Cet épisode m'a paru beaucoup plus violent que les autres, psychologiquement parlant car il se focalise sur des conditions de vie épouvantables, notamment pour les enfants. La description des personnages et des lieux est sans complaisance et non édulcorée comme on peut le lire dans les romans classiques. Porté à l'écran, le film est beaucoup plus abordable que le livre même si j'ai bien apprécié le film tout de même. Un dimanche soir, en écoutant "Le masque et la plume", le but était de critiquer ouvertement l'adaptation du roman de Lehane, porté à l'écran par Ben Affleck avec Casey Affleck et Morgan Freeman. J'étais offusqué par ce contre-sens total sur Dennis Lehane dans l'émission de Jérôme Garcin. Les critiques de cinéma n'avaient manifestement jamais lu Lehane et ne connaissaient en rien son univers noir, très noir, bien loin des tabous que les bien-pensants érigent en barrière. Je pense justement qu'ils ne connaissaient que le film « Shutter Island » de Martin Scorsese

Pour conclure… Non, Lehane n'est pas un simple scénariste même si le gratin des réalisateurs, Eastwood et Scorsese entre autres, a craqué sur ses romans. Ce n'est tout de même pas de sa faute si les meilleurs réalisateurs au monde s'attaquent à ses films ! Pour contredire cette thèse, madame et messieurs les jurés, la lecture de « Gone, baby, gone », difficile à appréhender et des plus perturbantes, est impossible à retranscrire correctement en un film. Les émotions suscitées, l'imagination du lecteur et la prise de conscience en tant que père ou mère de famille, sont infiniment plus développées à la lecture du roman qu'au visionnage du film, je dirai même plus à des années lumières du film de Ben Affleck.

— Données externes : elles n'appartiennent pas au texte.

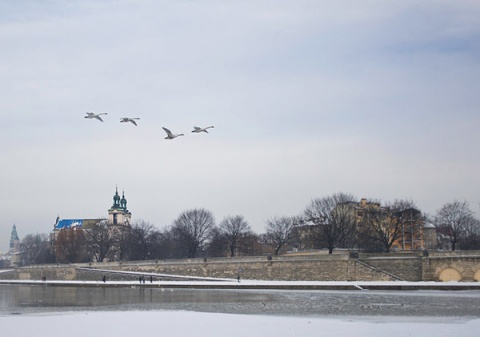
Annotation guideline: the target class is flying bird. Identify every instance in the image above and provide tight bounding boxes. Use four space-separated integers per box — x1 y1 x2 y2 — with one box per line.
120 117 140 126
192 125 214 133
162 127 184 139
85 112 108 122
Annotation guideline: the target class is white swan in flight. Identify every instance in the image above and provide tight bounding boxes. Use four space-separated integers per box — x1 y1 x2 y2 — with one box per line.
162 127 184 139
120 117 140 126
192 125 214 133
85 112 108 122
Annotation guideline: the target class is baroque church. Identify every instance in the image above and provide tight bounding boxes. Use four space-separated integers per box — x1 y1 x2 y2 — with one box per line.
53 188 132 233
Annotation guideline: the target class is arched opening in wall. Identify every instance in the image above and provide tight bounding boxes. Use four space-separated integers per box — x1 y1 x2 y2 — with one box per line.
438 268 462 282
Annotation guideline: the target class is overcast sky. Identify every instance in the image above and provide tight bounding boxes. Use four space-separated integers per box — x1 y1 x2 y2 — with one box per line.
0 0 480 252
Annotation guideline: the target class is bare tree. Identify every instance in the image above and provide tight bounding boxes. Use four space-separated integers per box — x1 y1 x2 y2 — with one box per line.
219 215 252 257
85 222 118 262
172 208 215 258
434 200 478 251
20 234 55 266
128 220 161 260
265 216 300 255
304 193 356 254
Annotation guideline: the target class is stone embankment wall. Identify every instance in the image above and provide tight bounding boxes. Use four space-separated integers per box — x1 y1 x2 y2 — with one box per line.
0 252 480 281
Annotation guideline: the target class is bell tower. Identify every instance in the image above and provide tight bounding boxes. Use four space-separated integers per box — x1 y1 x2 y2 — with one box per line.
108 188 132 226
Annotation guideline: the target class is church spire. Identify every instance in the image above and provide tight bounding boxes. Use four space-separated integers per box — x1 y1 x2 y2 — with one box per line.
112 187 120 209
120 191 127 211
10 224 20 253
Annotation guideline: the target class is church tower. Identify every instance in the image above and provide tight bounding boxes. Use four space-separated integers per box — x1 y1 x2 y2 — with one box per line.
108 188 132 226
9 224 20 254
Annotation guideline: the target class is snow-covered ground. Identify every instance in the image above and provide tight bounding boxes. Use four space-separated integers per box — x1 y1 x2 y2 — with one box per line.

Pour tous ceux qui se sont arrêtés à Mystic River ou Shutter Island, peut-être grâce (ou à cause) des films, ne manquez pas Gone, baby, gone, qui se termine par une chute aussi inattendue que bouleversante, un véritable cas de conscience. Chacun pourra alors se faire sa propre opinion sur le sujet…

Autant dire pour moi que Lehane reste un des tous meilleurs auteurs de «polars », avec son univers bien à lui, une très bonne intrigue à chaque fois, des dialogues bien maitrisés et rythmés, qui plus est avec une tonne d'humour en supplément. Mais ce n'est qu'un homme, capable de trébucher parfois, comme le démontre Moonlight Mile, la suite logique de ce roman, très en dessous de « Gone, baby, gone » malheureusement.

A la fin de cette plaidoirie, j'espère, amis lecteurs, que sera réhabilité l'écrivain Lehane dans toute sa dimension. le monde du 7ième art, c'est une chose, le monde des livres, dit aussi 5ième art, en est une autre. Comme le dit le proverbe, « Chacun son métier, les vaches seront bien gardées »!
Jugez en votre âme et conscience. Et surtout, très bonne lecture…

PS : Cette plaidoirie ne m'empêche pas de penser que l'adaptation de Scorsese sur Shutter Island réussit totalement à retranscrire l'atmosphère du roman de Lehane, qui n'est pas le meilleur selon moi. Mais, vous comprendrez que je ne peux pas concéder cet aveu devant le juge en tant qu'avocat à la cour.